Christophe Bertossi,
directeur de l’Idem
Introduction
Intégration
Communautarisme
Laïcité
Migrant
Islam
Citoyenneté
Discriminations
État-nation
Alors que le Sénat s’apprête à discuter un énième projet de loi sur l’immigration à partir du 6 novembre 2023, l’Idem propose de revenir sur les mots utilisés dans le débat.
Chaque lundi, l’Idem publiera l’analyse d’un mot important, pour aider à décrypter les véritables enjeux de l’immigration dans l’espace démocratique français, au-delà des idées reçues et des faux-semblants.
Une nouvelle loi en 2023 pour quoi faire ?
L’immigration est un thème politique qui s’est imposé depuis 40 ans. Il est un élément central de l’évolution politique qu’ont connue les démocraties libérales pendant cette période.
Après plus de 100 réformes du droit des étrangers en France depuis 1945, dont 29 lois depuis 1980 seulement, le gouvernement propose à nouveau un projet « pour contrôler l’immigration et améliorer l’intégration ».
On peut remarquer que les réformes sur le sujet ont toujours été présentées avec le même objectif à la clé : faire valoir un compromis entre le frein mis aux entrées et l’idée que ce « contrôle » accru serait la condition d’une meilleure « intégration ». Rien de nouveau donc, avec ce projet de loi porté par les ministres de l’Intérieur, de la Justice et du Travail.
On peut surtout s’interroger : l’inflation législative et réglementaire qui entoure l’immigration (une loi a été votée tous les 17 mois en moyenne !) est-elle le signe d’un problème spécifique de « contrôle » et d’« amélioration » des réalités migratoires qu’il faudrait résoudre ?
Ou s’agit-il plutôt de remettre à l’agenda politique un sujet clivant pour mobiliser un électorat sensible à cette question ? Et si tel est le cas, quelles sont les conséquences sur les manières de définir notre identité politique en tant que pays démocratique et d’immigration ?

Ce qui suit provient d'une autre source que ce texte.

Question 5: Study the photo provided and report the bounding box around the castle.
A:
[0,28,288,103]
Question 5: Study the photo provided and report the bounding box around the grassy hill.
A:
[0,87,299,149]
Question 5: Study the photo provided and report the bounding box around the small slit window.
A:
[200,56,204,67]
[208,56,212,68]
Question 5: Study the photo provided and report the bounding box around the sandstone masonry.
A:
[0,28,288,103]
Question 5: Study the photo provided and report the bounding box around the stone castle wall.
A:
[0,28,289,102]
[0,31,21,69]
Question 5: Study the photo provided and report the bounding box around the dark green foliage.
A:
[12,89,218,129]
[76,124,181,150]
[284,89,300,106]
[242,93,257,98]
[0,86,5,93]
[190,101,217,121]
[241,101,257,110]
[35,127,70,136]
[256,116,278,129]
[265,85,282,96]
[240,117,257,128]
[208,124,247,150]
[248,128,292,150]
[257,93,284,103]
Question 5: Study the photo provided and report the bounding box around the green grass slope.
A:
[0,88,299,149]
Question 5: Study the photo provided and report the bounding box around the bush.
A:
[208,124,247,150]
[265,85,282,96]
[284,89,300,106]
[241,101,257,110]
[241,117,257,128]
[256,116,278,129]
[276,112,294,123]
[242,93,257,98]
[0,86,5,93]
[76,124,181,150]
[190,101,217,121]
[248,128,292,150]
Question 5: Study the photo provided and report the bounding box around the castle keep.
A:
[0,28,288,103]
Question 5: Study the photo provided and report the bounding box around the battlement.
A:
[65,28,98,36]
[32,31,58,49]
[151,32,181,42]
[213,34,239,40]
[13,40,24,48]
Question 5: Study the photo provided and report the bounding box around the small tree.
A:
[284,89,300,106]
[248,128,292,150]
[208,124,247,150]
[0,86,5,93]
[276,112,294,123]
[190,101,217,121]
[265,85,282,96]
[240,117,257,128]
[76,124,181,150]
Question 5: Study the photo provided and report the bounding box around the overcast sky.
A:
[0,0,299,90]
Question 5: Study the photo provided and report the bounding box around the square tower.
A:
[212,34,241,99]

Au-delà du flou des mots : lire entre les lignes
« Intégration », « communautarisme », « séparatisme », « laïcité », « crise migratoire », etc. Pourquoi les mots du débat public et politique sont-ils importants ? Parce qu’ils contribuent à obscurcir plus qu’ils ne permettent d’éclairer ce dont il est véritablement question.
Nous proposons donc de lire entre les lignes des discours qui vont accompagner les discussions sur le nouveau projet de loi. Plutôt que de proposer un glossaire, notre ambition est tout à fait l’inverse : il s’agit de mettre en lumière le flou qui entoure les termes retenus pour souligner les ambiguïtés, les transformations et la pluralité des significations qui les environnent et les malentendus qu’elles génèrent.
Comment expliquer que la question migratoire soit devenue l’une des plus politisées aujourd’hui dans le débat public ? Comment mesurer les effets que cette politisation a sur nos manières de parler de l’immigration et des immigrés ? Que disent ces mots de nous-mêmes, en tant que membres d’une société démocratique à la longue histoire migratoire ? La France est-elle encore une démocratie attachée aux principes qui fondent son pacte de citoyenneté, de solidarité et de travail ? Ou les mots sur l’immigration qui saturent une fois de plus l’espace politique et médiatique nous poussent-ils progressivement en dehors de la zone démocratique de la République ?
C’est à toutes ces questions que nous souhaitons répondre, mot par mot, au cours des prochaines semaines.
Pour en savoir plus sur la méthode
Pour rendre visible l’évolution des mots retenus et les remettre en perspective, nous avons utilisé l’application Ngram-Viewer, développée à l’Université de Harvard par des chercheurs en informatique et en linguistique.
Ngram-Viewer permet de réaliser des recherches dans un corpus constitué par les textes numérisés de Google Books, soit plusieurs millions d’ouvrages, dans huit langues. Le corpus « French 2019 » a été utilisé par défaut pour toutes les recherches ici. Comme son intitulé l’indique, ce corpus couvre une période qui va jusqu’à l’année 2019 (et qui commence dès le xvie siècle) et comprend tous les documents de langue française numérisés par Google Books (les ouvrages et une partie de la littérature d’expertise mais sans la presse ni les journaux scientifiques).
Les courbes produites indiquent la proportion des occurrences d’un mot ou d’un groupe de mot (par exemple « intégration des immigrés », ici trois mots) dans l’ensemble des expressions du même nombre de mots dans le corpus.